Nurse Erica Roberts can see a brand-new hospital from the end of her driveway on the NSW far north coast.
A trip to the Tweed Valley Hospital would be an enviable commute in an area where she's worked on and off for almost 20 years.
But, like many colleagues, the grandmother says she is thousands of dollars better off working in Queensland.
While she occasionally picks up shifts in her local area, she much prefers conditions on the Gold Coast, north of the border, after making the switch last year.
"The wage is a deficit of about $30,000 to $40,000 in New South Wales as opposed to Queensland," Ms Roberts said.
"You get more super ... the conditions are better, your ratios are better."
Cost-of-living prompts some to border jump
The Nurses and Midwives Association in NSW is pushing for a one-off 15 per cent pay rise, after rejecting a state government offer for a 10.5 per cent pay rise over three years.
At the level she was working at in NSW, Ms Roberts said the equivalent pay in Queensland was an extra $4 an hour and she could make greater super contributions.
The disparity is backed up by ABS statistics, which show that the average salary for a registered nurse in Queensland ranges from $79,058 to $106,144.
The average salary in NSW for the same role is between $69,810 and $98,014.
"Every different ward I go to I run into someone from the Tweed, and it's the same story," Ms Roberts said.
"Some of them live right near the new hospital but just financially, you just do so much better in Queensland."
The Nurses and Midwives Association's Tweed branch president Kristin Ryan-Agnew said it had been a trend, particularly with the cost of living crisis.
"It's very, very expensive to live in Kingscliff, so these nurses who are so poorly paid, cannot have paid for rents anyway," she said.
"So they having to move over to Queensland, where they can afford rent and they can get much better pay."
Minister acknowledges worker shortages
Amid the strike action in NSW on Tuesday Health Minister Ryan Park acknowledged the wage gap between states.
He said the gap was caused by the former Coalition government's 2.5 per cent wages cap for public sector workers.

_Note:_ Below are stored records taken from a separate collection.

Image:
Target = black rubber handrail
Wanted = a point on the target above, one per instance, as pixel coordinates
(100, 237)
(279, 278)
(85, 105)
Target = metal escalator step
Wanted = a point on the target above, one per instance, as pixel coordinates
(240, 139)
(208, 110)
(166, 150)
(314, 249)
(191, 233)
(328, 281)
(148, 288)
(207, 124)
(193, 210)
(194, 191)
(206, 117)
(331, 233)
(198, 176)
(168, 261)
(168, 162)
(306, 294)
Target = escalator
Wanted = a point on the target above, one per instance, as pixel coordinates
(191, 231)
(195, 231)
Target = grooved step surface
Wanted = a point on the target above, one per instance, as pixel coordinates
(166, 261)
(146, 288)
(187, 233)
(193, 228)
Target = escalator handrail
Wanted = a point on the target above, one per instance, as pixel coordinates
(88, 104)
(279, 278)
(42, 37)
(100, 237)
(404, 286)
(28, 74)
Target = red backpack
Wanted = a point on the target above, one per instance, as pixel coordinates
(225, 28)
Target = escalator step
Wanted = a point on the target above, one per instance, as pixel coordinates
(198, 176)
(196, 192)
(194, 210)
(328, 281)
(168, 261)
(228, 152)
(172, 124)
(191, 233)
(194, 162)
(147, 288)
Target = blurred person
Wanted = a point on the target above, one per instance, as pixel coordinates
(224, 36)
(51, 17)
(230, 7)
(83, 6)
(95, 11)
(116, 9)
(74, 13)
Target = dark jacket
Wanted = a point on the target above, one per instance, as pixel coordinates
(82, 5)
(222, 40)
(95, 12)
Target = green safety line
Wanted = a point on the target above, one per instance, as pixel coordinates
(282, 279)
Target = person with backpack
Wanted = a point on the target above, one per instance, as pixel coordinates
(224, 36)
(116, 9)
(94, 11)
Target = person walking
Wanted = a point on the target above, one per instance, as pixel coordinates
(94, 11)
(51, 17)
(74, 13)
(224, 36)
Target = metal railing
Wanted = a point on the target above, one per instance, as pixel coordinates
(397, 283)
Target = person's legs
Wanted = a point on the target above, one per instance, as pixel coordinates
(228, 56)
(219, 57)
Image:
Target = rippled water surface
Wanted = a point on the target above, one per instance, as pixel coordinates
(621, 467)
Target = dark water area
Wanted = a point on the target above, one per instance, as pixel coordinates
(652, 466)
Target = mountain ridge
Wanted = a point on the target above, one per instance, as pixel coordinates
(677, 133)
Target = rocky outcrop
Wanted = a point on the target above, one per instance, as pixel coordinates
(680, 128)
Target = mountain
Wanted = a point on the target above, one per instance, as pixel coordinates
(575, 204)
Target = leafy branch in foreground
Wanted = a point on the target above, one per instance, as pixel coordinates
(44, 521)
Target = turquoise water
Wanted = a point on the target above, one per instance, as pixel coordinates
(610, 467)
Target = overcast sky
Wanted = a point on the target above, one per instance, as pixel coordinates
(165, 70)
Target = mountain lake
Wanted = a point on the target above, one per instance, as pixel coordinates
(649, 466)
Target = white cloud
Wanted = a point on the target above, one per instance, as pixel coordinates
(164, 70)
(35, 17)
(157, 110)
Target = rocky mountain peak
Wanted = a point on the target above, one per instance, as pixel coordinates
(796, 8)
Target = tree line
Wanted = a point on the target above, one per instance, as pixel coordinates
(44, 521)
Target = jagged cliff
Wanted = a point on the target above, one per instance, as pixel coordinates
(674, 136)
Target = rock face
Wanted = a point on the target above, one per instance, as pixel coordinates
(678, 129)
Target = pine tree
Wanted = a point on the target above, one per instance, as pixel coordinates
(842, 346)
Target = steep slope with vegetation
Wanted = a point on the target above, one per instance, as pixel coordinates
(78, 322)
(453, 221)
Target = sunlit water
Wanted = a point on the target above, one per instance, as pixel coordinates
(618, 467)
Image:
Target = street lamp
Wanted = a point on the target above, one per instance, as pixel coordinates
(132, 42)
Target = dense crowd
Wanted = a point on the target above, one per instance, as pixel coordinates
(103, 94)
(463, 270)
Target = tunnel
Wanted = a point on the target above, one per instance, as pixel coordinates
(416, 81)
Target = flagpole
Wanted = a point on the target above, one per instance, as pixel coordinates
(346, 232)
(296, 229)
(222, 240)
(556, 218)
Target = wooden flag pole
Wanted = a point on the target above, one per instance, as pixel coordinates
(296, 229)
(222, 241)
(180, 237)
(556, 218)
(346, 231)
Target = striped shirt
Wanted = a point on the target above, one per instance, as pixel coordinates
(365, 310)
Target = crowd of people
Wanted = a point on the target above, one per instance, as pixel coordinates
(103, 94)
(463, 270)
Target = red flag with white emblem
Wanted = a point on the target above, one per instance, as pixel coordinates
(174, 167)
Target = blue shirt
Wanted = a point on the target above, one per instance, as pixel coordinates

"It's why the Treasurer and Premier removed the cap last year, provided that largest ever increase in over a decade," Mr Park said.
"It's why we offered 10.5 per cent over three years."
"We acknowledge that, but what we simply can't do is do an offer of 15 per cent [wage increase] in a single year."
He acknowledged there were health worker shortages across the country and said negotiations with the union would continue.
Previously, the Minns government said it could not afford to meet the union's demands, arguing it could lead to other emergency workers demanding better pay conditions as well.